Frank Hamer Artist Potter Fish Plates The Potter's Dictionary South West Wales Fountain Fine Art Llandeilo
I design and make press-moulded plates with fish for imagery. The plates incorporate ceramics with my interests in drawing and decoration. They should be read on four levels: as plates; as overall decorative objects; as specific imagery and, very importantly to me, as ceramic happenings. I like to see the thickness of glaze as it flows over the channels of sgraffito work, as it enlivens the coloured slips and fuses with the various added areas of pigment. I believe that ceramics should speak with the vocabulary of clay, glaze and colour strongly affected by fire.

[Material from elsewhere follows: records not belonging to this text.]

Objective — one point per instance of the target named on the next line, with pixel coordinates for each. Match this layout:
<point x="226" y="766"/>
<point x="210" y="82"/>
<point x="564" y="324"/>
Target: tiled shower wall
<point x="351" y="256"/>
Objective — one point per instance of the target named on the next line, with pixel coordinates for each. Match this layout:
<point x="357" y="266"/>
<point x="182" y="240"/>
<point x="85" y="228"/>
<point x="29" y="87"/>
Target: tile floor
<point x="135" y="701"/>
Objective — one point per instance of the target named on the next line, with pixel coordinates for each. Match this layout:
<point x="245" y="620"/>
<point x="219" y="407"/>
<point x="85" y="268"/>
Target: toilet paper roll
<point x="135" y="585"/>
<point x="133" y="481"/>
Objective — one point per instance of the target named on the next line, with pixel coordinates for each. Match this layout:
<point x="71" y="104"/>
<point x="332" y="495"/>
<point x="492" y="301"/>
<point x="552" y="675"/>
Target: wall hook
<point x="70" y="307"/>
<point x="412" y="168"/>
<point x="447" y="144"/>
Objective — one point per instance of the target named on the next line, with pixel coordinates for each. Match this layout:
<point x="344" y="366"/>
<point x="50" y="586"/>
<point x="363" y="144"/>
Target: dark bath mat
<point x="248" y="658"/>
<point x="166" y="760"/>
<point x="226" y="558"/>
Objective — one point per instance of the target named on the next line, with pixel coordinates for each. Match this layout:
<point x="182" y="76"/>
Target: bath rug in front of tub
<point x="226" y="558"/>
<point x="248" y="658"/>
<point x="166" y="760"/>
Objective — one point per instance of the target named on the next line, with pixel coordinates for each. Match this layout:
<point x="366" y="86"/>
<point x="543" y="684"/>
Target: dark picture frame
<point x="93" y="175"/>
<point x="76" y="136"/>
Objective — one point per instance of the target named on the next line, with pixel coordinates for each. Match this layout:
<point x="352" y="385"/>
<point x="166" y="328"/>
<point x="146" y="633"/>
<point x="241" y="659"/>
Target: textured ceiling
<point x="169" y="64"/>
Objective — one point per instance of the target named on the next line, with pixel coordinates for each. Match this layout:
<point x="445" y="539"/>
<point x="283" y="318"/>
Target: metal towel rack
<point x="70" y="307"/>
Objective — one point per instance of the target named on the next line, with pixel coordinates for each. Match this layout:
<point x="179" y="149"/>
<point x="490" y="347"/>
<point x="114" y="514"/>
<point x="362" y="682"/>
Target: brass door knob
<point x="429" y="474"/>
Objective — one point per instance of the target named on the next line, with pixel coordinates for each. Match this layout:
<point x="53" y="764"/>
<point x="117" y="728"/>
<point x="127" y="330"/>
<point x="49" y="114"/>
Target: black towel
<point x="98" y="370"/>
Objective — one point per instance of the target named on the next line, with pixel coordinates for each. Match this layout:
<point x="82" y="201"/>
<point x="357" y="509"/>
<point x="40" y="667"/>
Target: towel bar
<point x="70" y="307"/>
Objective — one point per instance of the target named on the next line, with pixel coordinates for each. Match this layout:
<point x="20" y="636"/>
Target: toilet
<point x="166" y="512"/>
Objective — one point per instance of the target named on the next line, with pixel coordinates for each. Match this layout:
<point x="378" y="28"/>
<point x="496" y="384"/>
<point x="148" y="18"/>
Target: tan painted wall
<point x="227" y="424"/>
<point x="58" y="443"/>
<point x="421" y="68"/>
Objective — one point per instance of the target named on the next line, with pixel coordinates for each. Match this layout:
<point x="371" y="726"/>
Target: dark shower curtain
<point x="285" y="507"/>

I draw the fish on newspaper and cut them out to provide me with distinctive flat shapes. I use these to resist coloured slips to create the decoration. Some plates have as many as ten layers of slip brushed on to them and have other pigments applied before being glazed and reduction-fired to stoneware at 1250 °C.
Fish can curve their bodies from side to side even to the point of nose to tail but have very restricted movement in flexing up and down as seen in a side view. Artists have always taken liberties with this up and down curve to give the impression of a swimming movement. I follow this precedent and I also accentuate the proportions of a fish and emphasise its detail to establish its character. The eyes, especially, are humanised, an anthropomorphic device used 300 years ago in the Middle East. Fish plates have their pedigree!